In a failure, customers whose deposits are fully covered by the Federal Deposit Insurance Corp. have ready access to their funds. But if deposits exceed the insurance coverage, you may have to wait years to get your hands on the uninsured money, and you might not receive it all back.
Which is why it's prudent, even in these days when bank failures aren't common, to make sure your accounts are fully insured.
How much insurance protection you receive is based on how accounts are titled. An individual with only a savings account will be covered up to $100,000. But a married couple can protect $1.1 million in deposits by properly setting up their accounts.
Most of us have never been through a bank failure, but NetBank can give you an idea of what happens to consumers. It was the second FDIC-insured bank to fail this year.
Accounts were transferred to ING Direct after the bank failed, and consumers quickly had access to their money using an ATM or debit card, said FDIC spokesman David Barr.
NetBank had about 1,500 accounts with $101 million in uninsured deposits. For these customers, the situation is more complicated. In a rare move, the FDIC within days gave these customers access to half of their uninsured deposits, Barr said. So someone with $150,000 in a savings account had access to the $100,000 covered by FDIC insurance plus half of the rest, or $25,000.
To obtain the remaining money, the customer will have to stand in line. Those with uninsured funds will become priority creditors of NetBank, meaning their claims will be paid ahead of others. As the FDIC sells NetBank's assets, these customers will receive a share.

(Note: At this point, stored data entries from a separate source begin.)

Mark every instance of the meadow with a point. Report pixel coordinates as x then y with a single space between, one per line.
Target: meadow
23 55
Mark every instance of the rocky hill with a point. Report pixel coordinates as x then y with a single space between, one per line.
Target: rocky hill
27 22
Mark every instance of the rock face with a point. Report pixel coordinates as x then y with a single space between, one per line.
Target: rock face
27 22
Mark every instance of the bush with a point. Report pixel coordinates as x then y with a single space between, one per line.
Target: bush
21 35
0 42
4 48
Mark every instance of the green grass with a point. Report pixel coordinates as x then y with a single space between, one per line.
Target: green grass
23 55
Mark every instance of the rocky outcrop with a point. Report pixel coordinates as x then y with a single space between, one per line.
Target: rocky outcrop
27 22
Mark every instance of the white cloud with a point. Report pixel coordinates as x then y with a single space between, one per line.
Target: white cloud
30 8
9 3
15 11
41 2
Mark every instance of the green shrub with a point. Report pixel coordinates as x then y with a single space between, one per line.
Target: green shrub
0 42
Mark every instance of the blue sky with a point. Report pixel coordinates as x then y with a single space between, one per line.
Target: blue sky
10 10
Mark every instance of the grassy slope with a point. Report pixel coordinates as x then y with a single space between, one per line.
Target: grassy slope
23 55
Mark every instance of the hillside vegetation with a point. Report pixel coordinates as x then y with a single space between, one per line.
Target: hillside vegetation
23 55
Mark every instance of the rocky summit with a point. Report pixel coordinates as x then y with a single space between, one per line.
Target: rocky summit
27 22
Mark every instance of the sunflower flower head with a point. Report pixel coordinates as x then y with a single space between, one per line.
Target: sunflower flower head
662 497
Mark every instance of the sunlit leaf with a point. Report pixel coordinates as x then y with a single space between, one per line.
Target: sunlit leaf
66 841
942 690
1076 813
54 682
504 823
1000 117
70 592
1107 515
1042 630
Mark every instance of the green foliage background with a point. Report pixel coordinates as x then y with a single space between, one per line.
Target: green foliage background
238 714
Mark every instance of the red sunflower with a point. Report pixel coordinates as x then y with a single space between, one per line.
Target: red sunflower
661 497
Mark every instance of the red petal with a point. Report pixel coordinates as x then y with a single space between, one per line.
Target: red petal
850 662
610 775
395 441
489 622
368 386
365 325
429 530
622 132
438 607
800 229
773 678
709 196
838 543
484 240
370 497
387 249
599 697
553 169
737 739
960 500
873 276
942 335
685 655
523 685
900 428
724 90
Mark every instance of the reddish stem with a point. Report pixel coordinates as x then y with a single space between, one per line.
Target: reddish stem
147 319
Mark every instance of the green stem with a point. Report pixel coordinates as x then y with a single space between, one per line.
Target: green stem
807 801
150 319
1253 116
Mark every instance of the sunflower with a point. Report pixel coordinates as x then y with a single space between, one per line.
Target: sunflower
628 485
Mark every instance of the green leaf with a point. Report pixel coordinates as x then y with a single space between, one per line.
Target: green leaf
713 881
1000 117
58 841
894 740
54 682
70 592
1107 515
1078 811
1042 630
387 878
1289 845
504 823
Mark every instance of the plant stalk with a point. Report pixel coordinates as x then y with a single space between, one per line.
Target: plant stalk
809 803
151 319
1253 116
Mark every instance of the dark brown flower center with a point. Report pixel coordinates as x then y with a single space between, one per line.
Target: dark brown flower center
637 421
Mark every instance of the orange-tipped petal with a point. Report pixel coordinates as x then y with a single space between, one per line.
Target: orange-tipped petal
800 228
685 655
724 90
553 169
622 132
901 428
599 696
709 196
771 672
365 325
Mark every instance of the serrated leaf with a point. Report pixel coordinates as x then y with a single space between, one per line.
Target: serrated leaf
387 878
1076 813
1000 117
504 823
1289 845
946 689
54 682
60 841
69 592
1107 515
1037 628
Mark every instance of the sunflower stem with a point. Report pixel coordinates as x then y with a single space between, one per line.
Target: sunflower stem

If that's not enough to worry about, there's also fraud. The government is warning former NetBank customers not to bite on unsolicited e-mails claiming to be from the FDIC or ING Direct and asking for personal information, including Social Security numbers. The FDIC and ING already have that information.
"You should assume that any e-mail requests to provide [personal information] are fraudulent," the FDIC said.
Bank failures are infrequent. But if you keep sizable sums in a bank or savings and loan make sure your money is covered by the FDIC.
A common misconception is that FDIC coverage is $100,000 per person or per account. Coverage is based upon account ownership.
For instance, an individual with savings and checking accounts will be covered for up to $100,000 because the two accounts are titled under a single name.
But a married couple can have several accounts titled differently and could be covered for much more.
Take this example from Barr: Say they have a joint savings account. On top of that, each has a checking account, an individual retirement account and a trust account naming the other spouse as a beneficiary.
FDIC insurance will cover up to $200,000 in the joint account. Each checking account and trust account is also insured for $100,000, or $400,000 total. And, since last year, each spouse's IRA is covered up to $250,000, or a total of $500,000. Total coverage: $1.1 million.
It's up to you to know the rules of FDIC coverage and make sure you are protected. If your bank fails and you are not fully covered, you can't blame the bank for giving you bum advice. "We've had that happen with bank failures," Barr said.
To play it safe, go to the FDIC's Web site at www.fdic.gov and use the Electronic Deposit Insurance Estimator to figure if you're covered. Or call the FDIC at 877-ASK-FDIC (877-275-3342).